Whether it’s a consumer electronics company announcing its latest smartphone or tablet, a band streaming its new album or an online retailer announcing a massive sale, spikes in traffic and usage can cause all sorts of problems. Sales can be lost and reputations can suffer. UK broadcaster ITV, for example, has suffered a couple of times in recent years with streaming content online - there was so much demand for the first episode of the second series of Downton Abbey that ITV’s online player simply couldn’t cope.

When infrastructure is pushed over its capacity it can be frustrating for all involved, but the simple answer of buying more and better infrastructure isn’t really suitable.

Traffic spikes are generally one-off or very rare events such as those listed above and do not justify the cost of additional hardware that would not be used when the traffic spike recedes, particularly as tightening budgets and increased competition are forcing many businesses to sweat the assets and get more from their existing infrastructure.

This doesn’t just apply to websites though; any application or service is at risk from collapsing if it hits peak capacity.

That’s where cloud bursting comes in.
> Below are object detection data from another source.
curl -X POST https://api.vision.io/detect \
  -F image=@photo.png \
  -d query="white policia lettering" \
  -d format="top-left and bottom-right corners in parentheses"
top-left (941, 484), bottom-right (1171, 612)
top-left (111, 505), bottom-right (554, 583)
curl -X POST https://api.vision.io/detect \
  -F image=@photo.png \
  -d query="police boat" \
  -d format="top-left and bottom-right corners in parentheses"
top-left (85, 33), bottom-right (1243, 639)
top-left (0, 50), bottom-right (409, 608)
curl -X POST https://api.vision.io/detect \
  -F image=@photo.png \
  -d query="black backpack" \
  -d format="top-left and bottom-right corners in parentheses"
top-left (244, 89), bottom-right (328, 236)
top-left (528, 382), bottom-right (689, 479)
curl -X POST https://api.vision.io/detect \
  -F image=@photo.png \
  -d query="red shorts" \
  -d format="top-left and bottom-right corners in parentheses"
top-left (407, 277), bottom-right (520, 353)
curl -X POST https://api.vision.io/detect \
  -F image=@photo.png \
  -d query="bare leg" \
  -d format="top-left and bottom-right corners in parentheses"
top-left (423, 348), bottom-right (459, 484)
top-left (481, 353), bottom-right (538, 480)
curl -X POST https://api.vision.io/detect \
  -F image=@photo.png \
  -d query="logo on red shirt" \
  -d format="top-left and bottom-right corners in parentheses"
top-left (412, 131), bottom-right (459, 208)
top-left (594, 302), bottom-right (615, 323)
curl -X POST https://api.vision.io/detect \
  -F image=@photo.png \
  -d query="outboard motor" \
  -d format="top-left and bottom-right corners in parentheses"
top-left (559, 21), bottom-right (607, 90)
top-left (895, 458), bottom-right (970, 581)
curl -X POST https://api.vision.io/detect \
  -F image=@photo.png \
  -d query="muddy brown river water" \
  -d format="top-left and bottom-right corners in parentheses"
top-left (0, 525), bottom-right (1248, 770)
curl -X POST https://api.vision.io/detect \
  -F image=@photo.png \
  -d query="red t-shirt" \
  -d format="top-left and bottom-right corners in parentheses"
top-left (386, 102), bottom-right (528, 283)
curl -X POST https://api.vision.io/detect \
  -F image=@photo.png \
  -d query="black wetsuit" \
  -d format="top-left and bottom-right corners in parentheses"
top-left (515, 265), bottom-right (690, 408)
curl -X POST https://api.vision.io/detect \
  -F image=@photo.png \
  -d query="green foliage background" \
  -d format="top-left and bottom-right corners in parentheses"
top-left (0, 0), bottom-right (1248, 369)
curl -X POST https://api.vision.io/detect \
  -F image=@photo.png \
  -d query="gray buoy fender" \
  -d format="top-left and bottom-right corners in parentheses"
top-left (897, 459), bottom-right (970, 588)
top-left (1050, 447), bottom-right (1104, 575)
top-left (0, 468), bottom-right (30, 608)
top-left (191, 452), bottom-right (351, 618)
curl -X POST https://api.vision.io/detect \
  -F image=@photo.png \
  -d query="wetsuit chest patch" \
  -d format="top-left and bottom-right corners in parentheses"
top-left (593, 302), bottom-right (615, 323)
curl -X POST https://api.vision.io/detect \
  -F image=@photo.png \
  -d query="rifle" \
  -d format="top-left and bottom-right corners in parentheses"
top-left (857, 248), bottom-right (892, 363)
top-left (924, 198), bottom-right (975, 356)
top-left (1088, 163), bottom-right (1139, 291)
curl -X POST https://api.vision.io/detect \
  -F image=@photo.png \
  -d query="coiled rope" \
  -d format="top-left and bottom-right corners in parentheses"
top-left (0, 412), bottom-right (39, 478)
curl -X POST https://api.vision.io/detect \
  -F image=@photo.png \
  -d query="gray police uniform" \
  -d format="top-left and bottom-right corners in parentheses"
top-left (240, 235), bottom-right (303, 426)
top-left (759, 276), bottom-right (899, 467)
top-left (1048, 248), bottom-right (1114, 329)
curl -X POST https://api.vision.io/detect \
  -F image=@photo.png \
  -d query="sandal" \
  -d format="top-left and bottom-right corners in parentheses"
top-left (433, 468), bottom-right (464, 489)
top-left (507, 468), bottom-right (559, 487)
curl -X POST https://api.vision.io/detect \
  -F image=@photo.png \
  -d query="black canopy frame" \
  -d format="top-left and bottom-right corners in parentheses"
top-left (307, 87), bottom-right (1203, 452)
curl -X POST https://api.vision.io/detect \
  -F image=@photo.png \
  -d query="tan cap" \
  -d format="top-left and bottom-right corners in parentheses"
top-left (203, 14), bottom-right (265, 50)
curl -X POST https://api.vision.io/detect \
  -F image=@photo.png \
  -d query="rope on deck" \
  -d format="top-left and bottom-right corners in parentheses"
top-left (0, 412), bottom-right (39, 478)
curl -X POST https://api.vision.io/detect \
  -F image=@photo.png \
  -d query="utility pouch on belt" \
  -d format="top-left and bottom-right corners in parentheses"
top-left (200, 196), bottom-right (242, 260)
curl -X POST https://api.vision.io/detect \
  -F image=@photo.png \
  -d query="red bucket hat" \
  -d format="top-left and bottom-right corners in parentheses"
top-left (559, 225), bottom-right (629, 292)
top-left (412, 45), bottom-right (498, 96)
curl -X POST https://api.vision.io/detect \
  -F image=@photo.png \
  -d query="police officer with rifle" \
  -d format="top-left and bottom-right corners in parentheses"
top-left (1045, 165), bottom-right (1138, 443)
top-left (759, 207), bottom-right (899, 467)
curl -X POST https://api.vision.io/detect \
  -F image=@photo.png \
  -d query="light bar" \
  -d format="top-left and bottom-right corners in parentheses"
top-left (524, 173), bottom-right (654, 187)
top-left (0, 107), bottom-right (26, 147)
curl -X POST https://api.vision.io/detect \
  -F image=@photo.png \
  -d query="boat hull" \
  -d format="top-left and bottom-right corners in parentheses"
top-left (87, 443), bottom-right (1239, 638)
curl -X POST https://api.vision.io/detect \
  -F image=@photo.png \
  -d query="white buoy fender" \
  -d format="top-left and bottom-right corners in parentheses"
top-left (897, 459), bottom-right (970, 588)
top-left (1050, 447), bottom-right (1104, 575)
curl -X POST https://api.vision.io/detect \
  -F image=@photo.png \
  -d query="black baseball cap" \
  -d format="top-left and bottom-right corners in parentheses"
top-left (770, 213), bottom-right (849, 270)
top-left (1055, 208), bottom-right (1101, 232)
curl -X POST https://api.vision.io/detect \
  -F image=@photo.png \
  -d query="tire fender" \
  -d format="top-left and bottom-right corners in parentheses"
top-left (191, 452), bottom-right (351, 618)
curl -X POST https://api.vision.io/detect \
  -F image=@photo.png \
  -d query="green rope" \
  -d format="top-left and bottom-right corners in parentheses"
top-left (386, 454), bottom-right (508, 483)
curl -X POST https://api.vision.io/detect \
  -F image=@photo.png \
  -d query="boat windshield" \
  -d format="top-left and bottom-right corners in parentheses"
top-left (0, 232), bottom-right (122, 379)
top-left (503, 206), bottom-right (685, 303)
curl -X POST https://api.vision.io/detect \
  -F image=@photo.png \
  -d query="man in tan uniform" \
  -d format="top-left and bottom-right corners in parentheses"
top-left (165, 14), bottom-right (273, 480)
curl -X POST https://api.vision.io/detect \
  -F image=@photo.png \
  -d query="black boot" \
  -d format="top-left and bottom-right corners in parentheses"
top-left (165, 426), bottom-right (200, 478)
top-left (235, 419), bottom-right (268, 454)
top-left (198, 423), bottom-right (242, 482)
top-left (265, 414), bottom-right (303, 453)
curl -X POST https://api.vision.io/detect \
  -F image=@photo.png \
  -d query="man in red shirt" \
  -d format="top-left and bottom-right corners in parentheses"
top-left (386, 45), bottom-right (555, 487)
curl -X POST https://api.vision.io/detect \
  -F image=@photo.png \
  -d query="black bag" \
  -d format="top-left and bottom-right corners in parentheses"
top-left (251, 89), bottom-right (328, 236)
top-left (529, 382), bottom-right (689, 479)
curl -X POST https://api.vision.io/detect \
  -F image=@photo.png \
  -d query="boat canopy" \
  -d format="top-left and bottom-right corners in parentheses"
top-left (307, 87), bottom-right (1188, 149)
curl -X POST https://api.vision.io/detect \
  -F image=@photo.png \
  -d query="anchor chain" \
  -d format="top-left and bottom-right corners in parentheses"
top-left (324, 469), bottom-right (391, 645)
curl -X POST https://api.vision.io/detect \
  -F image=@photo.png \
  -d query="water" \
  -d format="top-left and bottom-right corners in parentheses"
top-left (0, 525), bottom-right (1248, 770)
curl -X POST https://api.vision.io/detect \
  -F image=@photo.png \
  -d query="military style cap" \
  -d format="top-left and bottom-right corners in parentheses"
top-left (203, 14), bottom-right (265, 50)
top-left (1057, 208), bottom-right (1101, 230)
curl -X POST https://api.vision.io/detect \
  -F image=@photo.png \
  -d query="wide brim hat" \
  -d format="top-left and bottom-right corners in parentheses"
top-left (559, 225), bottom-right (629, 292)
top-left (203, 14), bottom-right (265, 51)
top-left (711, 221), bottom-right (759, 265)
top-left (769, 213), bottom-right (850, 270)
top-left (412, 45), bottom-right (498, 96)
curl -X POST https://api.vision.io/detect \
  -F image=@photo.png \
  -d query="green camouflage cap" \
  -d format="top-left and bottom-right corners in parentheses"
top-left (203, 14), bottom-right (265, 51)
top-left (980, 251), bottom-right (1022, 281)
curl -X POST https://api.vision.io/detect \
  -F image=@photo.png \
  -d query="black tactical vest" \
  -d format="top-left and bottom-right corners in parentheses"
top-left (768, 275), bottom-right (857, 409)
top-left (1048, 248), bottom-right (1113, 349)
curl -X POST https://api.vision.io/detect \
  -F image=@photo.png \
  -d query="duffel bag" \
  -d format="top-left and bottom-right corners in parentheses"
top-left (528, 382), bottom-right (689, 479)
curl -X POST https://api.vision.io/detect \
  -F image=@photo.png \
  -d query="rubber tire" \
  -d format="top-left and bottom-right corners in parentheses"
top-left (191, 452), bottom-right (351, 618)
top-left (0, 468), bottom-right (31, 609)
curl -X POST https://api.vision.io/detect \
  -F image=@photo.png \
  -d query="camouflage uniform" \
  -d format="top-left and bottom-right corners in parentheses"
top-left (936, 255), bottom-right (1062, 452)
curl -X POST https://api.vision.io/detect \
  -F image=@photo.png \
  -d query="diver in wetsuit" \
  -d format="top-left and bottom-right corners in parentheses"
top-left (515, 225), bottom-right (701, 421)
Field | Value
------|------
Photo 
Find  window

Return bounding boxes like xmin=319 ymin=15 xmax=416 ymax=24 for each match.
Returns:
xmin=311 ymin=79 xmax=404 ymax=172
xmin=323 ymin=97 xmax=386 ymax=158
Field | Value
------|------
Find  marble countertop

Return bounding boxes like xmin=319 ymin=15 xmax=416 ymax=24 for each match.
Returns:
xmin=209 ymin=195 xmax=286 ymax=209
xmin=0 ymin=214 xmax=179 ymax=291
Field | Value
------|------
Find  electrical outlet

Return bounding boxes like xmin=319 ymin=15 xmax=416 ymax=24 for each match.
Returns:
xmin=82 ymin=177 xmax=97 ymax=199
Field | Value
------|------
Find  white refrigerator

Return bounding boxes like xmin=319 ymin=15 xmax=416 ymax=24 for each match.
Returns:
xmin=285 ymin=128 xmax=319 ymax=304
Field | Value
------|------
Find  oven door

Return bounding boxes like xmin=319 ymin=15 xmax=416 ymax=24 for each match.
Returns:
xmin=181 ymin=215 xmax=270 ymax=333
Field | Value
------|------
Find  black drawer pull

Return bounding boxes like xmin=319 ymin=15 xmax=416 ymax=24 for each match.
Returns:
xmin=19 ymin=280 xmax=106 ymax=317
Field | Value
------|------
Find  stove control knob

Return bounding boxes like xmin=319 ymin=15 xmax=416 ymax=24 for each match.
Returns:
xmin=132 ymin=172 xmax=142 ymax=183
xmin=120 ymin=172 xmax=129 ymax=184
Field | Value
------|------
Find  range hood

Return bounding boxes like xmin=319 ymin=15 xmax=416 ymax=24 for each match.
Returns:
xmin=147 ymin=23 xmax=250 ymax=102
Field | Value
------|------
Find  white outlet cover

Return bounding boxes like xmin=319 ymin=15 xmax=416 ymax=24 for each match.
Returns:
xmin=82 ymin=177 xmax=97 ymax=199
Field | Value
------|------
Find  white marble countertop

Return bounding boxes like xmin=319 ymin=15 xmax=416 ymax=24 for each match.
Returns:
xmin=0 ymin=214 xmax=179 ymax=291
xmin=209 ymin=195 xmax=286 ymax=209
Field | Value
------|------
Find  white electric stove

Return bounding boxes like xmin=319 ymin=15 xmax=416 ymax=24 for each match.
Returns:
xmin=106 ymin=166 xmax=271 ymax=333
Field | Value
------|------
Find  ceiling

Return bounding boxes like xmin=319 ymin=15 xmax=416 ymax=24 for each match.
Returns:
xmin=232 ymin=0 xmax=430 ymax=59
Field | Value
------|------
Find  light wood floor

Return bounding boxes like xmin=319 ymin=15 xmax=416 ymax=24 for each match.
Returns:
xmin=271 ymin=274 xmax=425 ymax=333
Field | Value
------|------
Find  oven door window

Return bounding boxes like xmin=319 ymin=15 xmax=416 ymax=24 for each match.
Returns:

During peak periods an application that is running in a corporate data centre or in a private cloud can “burst” into a public cloud, providing the extra capacity needed to keep services running smoothly. It also means the company will only pay for this extra capacity when it is used, keeping costs down.

This works by abstracting the application delivery requirements from the underlying infrastructure, enabling the applications to basically span physical and virtual infrastructure in the data centre and in the cloud, as demand dictates. Increasing an application’s available resources by dynamically redirecting workloads as needed will result in a more stable and reliable service for end users, which will benefit all parties.

However cloud bursting relies on data centre agility, which can sometimes be impacted by the network. Using something like F5’s Cloud Bursting technology can eliminate those network bottlenecks, by using metrics of real-time service behaviour to deliver demand-based workflow routing. Doing this over public and private data centres eliminates the restrictions of physical device, connectivity and capacity experienced within data centre silos.

F5’s Cloud Bursting solution also ensures that all relevant security policies are enforced when an application is burst to the cloud, meaning regulatory requirements will still be met.

Cloud bursting is a great way of ensuring applications can keep running through huge spikes in demand without forcing a business to pay for infrastructure that does nothing for long periods at a time. The business will only pay for the additional capacity it uses and end users will be able to access what they want whenever they want to, even if huge numbers of others are doing exactly the same thing at the same time.